Behind the shock of the news was the sorrow of knowing — Babcock’s training had laid bare to him his mother’s struggles through the telltale signs that something wasn’t right. He’d begged her to get help, even arranging free services through his connections in the industry. But there was one demon he couldn’t wrestle out of her way, one claw he couldn’t extract fast enough to avoid devastating tragedy.

 

“She was paranoid that her church friends and her family would find her weak because she had to get that support, and she was going to be judged,” he says. “She wasn’t going to see a shrink. She wasn’t going to do those things because of the judgment and how society looks at this treatment, that it’s not equally as important as physical treatment, right?

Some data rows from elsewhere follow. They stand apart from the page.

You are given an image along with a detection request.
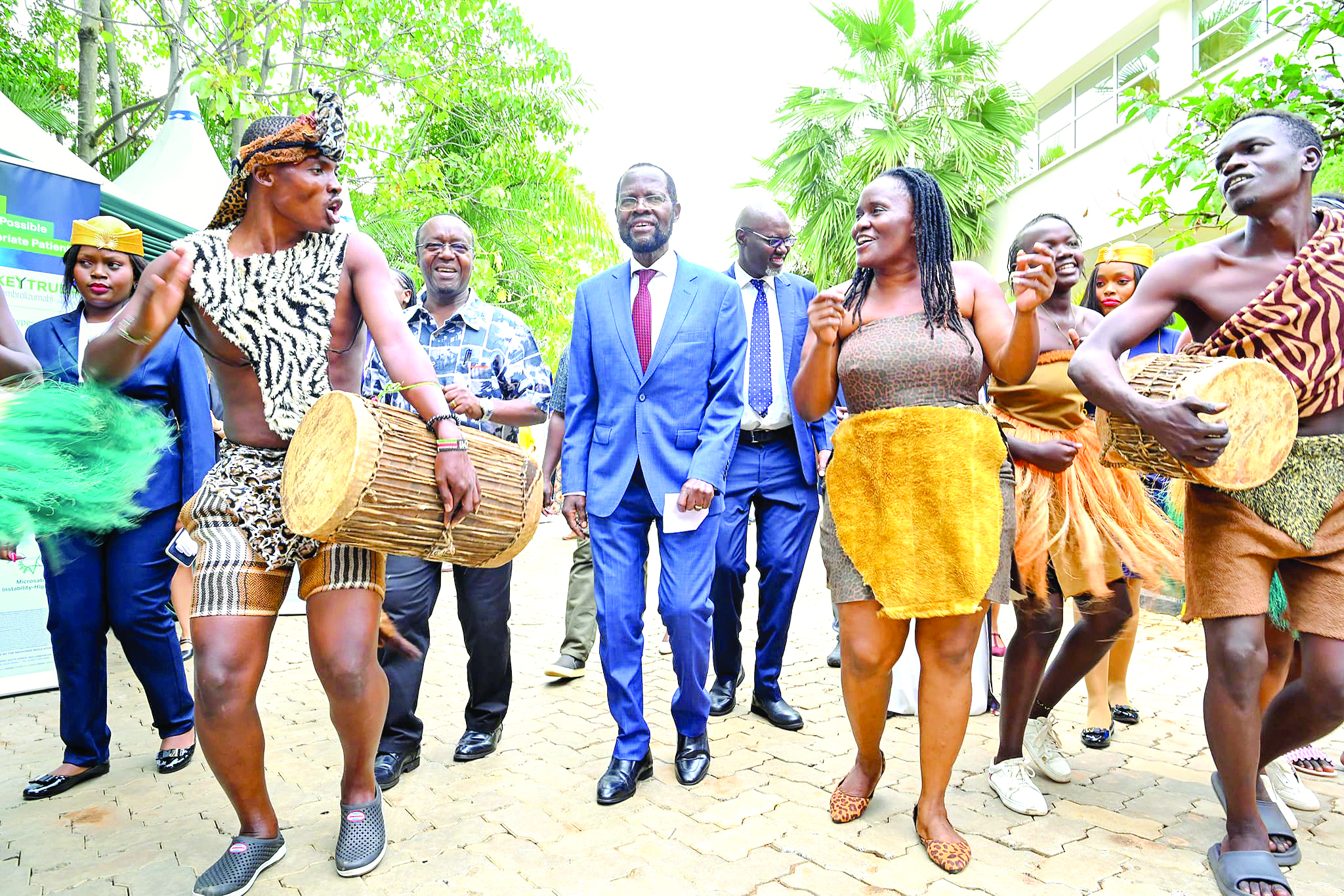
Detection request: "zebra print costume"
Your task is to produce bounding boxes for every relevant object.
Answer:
[178,227,349,439]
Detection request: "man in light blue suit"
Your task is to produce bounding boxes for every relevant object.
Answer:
[560,163,747,805]
[709,201,836,731]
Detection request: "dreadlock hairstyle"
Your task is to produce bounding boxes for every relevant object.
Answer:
[844,167,971,348]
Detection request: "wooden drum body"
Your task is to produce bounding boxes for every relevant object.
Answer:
[1097,355,1297,491]
[281,392,541,567]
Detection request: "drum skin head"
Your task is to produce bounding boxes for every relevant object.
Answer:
[281,392,377,540]
[1097,355,1297,491]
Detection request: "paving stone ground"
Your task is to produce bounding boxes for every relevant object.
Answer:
[0,521,1344,896]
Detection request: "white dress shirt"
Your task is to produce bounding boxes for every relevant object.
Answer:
[75,314,113,383]
[732,264,793,430]
[631,250,676,357]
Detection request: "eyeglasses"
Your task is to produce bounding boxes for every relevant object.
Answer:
[616,193,669,211]
[417,243,474,255]
[742,227,799,249]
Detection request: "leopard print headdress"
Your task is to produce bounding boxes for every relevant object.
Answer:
[207,86,345,230]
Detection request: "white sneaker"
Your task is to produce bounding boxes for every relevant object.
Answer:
[1265,756,1321,814]
[1021,713,1074,784]
[989,756,1048,815]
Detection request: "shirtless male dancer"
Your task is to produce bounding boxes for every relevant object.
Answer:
[83,89,480,896]
[1068,110,1344,896]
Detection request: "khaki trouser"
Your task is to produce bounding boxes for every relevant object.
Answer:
[560,539,597,662]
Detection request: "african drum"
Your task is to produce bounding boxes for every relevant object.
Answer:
[281,392,541,567]
[1097,355,1297,491]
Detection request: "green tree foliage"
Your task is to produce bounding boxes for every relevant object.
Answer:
[762,0,1035,283]
[0,0,616,359]
[1114,0,1344,247]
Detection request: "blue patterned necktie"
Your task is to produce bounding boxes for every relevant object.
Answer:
[747,279,773,417]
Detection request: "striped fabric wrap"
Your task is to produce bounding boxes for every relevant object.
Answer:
[1192,209,1344,417]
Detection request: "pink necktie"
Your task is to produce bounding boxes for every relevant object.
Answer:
[631,268,657,371]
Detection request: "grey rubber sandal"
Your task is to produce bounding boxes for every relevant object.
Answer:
[1208,771,1303,870]
[1208,844,1293,896]
[191,836,285,896]
[336,790,387,877]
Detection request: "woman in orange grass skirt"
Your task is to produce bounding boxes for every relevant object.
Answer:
[988,214,1183,815]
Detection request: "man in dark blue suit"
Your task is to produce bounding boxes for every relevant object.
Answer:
[560,164,747,805]
[709,201,836,731]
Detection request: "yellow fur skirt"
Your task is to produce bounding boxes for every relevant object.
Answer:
[993,407,1184,598]
[821,407,1011,619]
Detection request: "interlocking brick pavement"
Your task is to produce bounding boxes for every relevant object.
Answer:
[0,521,1344,896]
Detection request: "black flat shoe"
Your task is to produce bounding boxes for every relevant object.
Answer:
[373,747,419,790]
[1110,706,1139,725]
[597,752,653,806]
[1082,722,1116,750]
[751,693,803,731]
[709,669,747,716]
[155,744,196,775]
[453,722,504,762]
[676,732,709,787]
[23,762,112,800]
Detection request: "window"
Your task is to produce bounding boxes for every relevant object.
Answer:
[1021,28,1157,173]
[1191,0,1270,71]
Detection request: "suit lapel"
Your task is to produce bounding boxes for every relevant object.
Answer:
[645,258,696,380]
[606,262,642,376]
[774,274,799,371]
[51,308,81,379]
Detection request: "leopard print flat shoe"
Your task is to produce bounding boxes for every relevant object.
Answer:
[913,806,971,874]
[831,756,887,825]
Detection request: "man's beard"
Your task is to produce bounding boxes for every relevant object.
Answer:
[621,224,672,253]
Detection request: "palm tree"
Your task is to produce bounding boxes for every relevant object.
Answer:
[758,0,1036,285]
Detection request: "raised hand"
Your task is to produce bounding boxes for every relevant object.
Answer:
[808,286,845,345]
[1009,243,1055,312]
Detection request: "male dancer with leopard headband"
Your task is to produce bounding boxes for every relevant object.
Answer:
[85,89,480,896]
[1068,110,1344,896]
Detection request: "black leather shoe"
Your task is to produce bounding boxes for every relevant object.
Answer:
[676,732,709,787]
[597,752,653,806]
[1110,705,1139,725]
[155,744,196,775]
[23,762,112,800]
[751,693,803,731]
[373,747,419,790]
[453,722,504,762]
[709,669,747,716]
[1082,722,1116,750]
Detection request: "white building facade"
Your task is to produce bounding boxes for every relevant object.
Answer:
[968,0,1297,274]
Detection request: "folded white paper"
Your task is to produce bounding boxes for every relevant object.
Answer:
[663,492,709,532]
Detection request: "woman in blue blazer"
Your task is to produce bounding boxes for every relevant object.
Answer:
[23,216,215,800]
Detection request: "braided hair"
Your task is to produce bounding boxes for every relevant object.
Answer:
[844,167,971,346]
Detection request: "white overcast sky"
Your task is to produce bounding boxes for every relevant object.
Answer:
[513,0,847,269]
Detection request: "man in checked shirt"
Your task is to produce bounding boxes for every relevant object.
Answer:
[364,215,551,790]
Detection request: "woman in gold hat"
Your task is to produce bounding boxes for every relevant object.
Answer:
[23,216,215,800]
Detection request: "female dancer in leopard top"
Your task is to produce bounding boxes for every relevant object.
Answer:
[793,168,1054,872]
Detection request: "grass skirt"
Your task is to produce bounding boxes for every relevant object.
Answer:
[995,407,1184,596]
[0,380,172,544]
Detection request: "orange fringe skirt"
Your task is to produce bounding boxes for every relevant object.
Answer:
[992,407,1184,596]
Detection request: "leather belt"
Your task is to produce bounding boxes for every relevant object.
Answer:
[738,426,793,445]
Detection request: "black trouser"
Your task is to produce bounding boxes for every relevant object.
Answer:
[377,556,513,752]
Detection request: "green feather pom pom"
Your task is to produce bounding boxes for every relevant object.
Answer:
[0,380,173,544]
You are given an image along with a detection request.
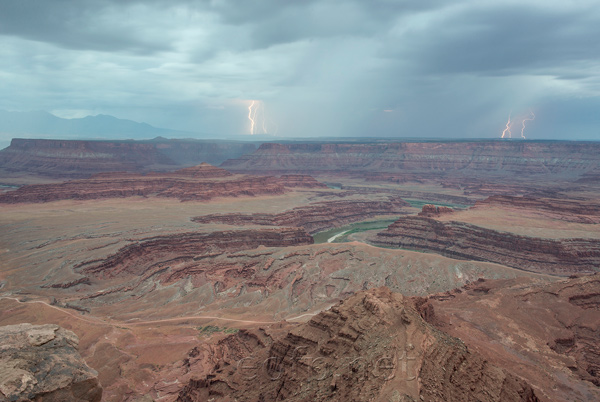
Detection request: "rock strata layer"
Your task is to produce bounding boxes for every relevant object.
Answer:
[473,195,600,224]
[193,197,410,233]
[0,163,326,203]
[0,324,102,402]
[221,141,600,175]
[178,288,538,402]
[80,228,313,278]
[0,138,256,179]
[370,216,600,276]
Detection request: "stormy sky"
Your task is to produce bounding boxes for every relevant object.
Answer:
[0,0,600,140]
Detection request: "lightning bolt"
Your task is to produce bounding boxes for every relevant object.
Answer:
[500,113,512,138]
[248,101,256,134]
[521,110,535,139]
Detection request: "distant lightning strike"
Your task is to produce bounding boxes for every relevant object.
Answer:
[500,114,512,138]
[248,100,268,135]
[248,101,256,134]
[521,110,535,139]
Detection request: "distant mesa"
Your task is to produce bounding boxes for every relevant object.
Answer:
[0,138,256,179]
[221,141,600,175]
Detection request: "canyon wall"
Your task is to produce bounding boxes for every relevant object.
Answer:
[0,323,102,402]
[192,197,410,233]
[0,138,256,179]
[79,228,313,278]
[420,274,600,402]
[221,141,600,175]
[473,195,600,224]
[370,216,600,275]
[0,163,326,203]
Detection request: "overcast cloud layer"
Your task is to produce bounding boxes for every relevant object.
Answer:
[0,0,600,140]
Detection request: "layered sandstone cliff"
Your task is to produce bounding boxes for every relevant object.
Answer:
[221,141,600,175]
[474,195,600,224]
[192,197,410,233]
[0,163,326,203]
[371,217,600,275]
[79,228,313,282]
[419,275,600,402]
[178,288,538,402]
[0,324,102,402]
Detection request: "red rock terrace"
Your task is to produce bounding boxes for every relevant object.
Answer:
[0,163,326,203]
[370,216,600,276]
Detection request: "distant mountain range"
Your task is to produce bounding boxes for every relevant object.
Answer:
[0,110,192,141]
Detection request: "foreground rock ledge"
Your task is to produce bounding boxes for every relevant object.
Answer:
[0,324,102,402]
[178,288,539,402]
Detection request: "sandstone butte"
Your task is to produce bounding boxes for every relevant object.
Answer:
[192,197,410,234]
[0,163,326,203]
[370,216,600,276]
[178,288,538,402]
[0,324,102,402]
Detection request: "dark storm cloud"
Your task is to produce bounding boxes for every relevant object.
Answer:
[0,0,169,53]
[0,0,600,138]
[401,5,600,75]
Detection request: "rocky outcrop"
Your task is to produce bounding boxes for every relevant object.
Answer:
[0,138,256,179]
[0,324,102,402]
[422,275,600,401]
[417,204,454,217]
[192,197,410,233]
[79,228,313,278]
[221,141,600,175]
[0,163,325,203]
[279,174,327,188]
[178,288,538,402]
[371,217,600,276]
[472,195,600,224]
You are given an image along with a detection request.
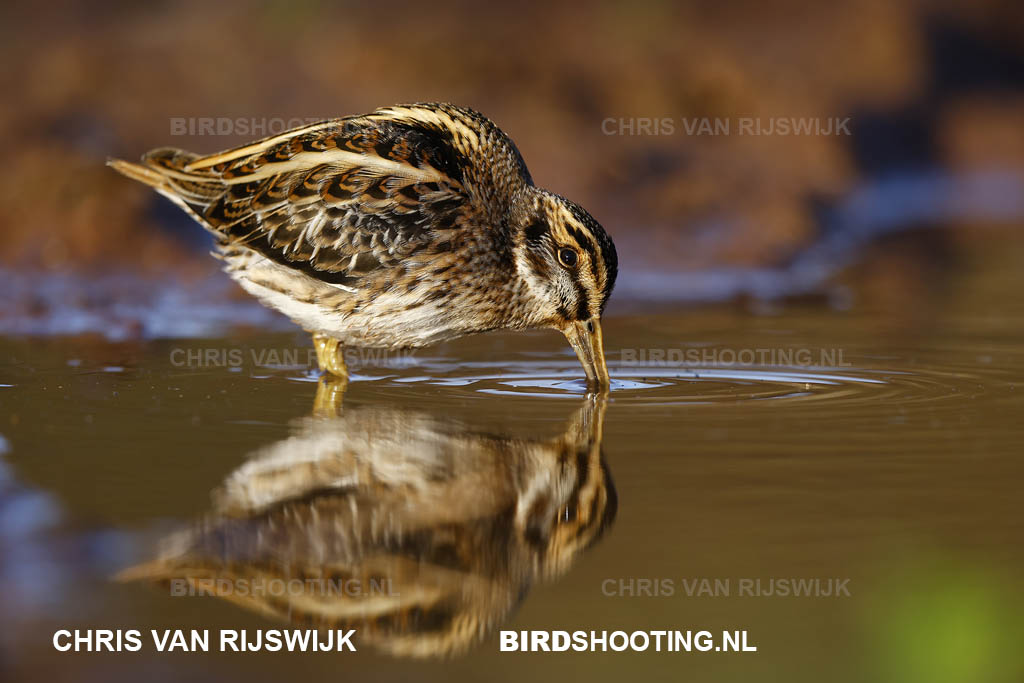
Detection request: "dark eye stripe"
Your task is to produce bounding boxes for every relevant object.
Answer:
[572,280,590,321]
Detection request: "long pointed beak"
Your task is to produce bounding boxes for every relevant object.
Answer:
[562,317,611,390]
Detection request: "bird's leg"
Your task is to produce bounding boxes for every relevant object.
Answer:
[313,334,348,380]
[313,374,348,418]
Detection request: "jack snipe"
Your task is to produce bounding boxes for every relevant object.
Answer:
[116,103,617,387]
[119,394,617,656]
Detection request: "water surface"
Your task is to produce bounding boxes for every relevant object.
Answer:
[0,240,1024,681]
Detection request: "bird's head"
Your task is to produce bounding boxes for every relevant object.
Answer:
[514,190,618,389]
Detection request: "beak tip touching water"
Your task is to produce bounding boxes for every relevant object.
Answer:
[562,317,611,391]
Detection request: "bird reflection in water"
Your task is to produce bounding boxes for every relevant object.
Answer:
[122,385,616,656]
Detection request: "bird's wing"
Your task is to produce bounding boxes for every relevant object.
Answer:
[112,104,530,285]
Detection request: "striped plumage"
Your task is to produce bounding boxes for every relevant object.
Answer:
[111,103,616,386]
[121,394,617,656]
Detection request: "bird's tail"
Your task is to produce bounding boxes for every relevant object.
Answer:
[106,147,226,232]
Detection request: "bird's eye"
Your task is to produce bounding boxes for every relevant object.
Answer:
[558,247,580,268]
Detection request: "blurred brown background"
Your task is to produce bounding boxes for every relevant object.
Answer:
[0,0,1024,280]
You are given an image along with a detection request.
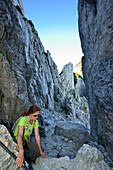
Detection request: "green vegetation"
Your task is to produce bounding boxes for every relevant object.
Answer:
[15,5,23,16]
[28,20,34,28]
[73,73,77,86]
[27,82,30,88]
[0,49,6,57]
[13,70,18,77]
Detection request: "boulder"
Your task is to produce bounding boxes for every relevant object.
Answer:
[54,121,92,156]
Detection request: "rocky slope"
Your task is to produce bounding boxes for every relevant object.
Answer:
[78,0,113,160]
[0,0,89,127]
[0,125,110,170]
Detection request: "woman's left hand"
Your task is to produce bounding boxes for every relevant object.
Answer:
[40,151,48,159]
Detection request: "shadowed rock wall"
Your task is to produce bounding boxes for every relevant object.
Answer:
[78,0,113,160]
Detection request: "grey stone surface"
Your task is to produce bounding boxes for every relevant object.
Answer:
[0,0,89,125]
[78,0,113,160]
[0,125,110,170]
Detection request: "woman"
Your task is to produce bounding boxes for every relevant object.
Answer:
[13,105,47,167]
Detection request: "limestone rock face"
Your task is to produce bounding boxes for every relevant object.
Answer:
[75,77,86,97]
[78,0,113,160]
[60,63,74,93]
[0,125,110,170]
[12,0,24,14]
[33,144,110,170]
[0,0,89,126]
[0,125,18,170]
[0,0,64,123]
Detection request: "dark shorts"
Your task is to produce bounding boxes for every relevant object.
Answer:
[24,140,40,162]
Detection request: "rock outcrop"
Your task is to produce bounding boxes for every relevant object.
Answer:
[60,63,74,94]
[0,0,64,123]
[78,0,113,160]
[0,125,110,170]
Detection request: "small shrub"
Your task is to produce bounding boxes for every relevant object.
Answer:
[13,70,18,77]
[27,82,30,88]
[15,5,23,16]
[0,49,6,57]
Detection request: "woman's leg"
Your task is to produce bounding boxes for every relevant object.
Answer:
[27,140,40,162]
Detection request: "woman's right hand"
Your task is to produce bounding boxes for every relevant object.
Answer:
[16,150,24,167]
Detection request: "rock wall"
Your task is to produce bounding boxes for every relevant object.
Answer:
[0,0,64,123]
[0,0,89,127]
[78,0,113,160]
[0,125,110,170]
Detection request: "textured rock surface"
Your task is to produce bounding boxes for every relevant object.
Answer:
[0,0,88,125]
[0,125,110,170]
[0,0,63,122]
[0,125,21,170]
[78,0,113,160]
[75,77,86,97]
[60,63,74,93]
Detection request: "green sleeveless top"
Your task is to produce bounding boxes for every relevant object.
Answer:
[13,116,39,145]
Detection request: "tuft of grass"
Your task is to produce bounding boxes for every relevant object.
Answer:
[27,82,30,88]
[0,49,6,57]
[15,5,23,16]
[13,70,18,77]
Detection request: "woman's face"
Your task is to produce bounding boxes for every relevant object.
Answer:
[31,111,40,120]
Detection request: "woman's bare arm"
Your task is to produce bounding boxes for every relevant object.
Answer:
[16,125,24,167]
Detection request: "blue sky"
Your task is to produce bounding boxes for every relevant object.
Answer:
[23,0,83,72]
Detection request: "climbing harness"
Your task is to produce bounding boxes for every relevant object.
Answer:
[12,116,36,141]
[0,141,29,170]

That it’s not OK to be not OK. But it is, and it’s OK to get help, too.”

 

Having walked the path of grief after his father’s death made the road familiar, but no less steep. More than once, he recalls looking in the mirror and asking himself of his own stability in the face of what he was dealing with, ultimately backing away from the lips of bottomless pools with the help of people around him. Professional therapy was bolstered by raw expressions of love and concern that fed him emotionally, spiritually and physically — texts from former professors, hugs from coworkers, massive pans of lasagna from neighbors. 

 

Then one day, he saw with absolute clarity how he could make it all mean something more than just tragedy and sorrow. 

 

“I knew I had to get back to doing what I did, but it was a different game for me now. I was a different person,” he says. “When I came out of that darkness, I knew I was going to wage a war on that stigma. I said it: ‘I’m going to run one of these treatment centers someday, and I’m going to make a difference out there.’”

 

At Springwoods, that’s exactly what’s happened. The hospital has been re-energized by its CEO, infused with purpose and invested with a mission that he casts for new staffers during orientation when he shares his story. In so doing, the most senseless losses of his life serve a new purpose, something positive. Something life-giving. 

 

“I feel very humbled to be where I’m at. I know that I lost my parents and family members for some sort of reason,” he says. “It’s what guides me every day to continue to get out of bed and fight and advocate, knowing my pain and my story, my struggle, can turn into something positive. That’s what drives me to continue to fight against the current stigma; I’m going to make something out of this. I’m going to persevere.”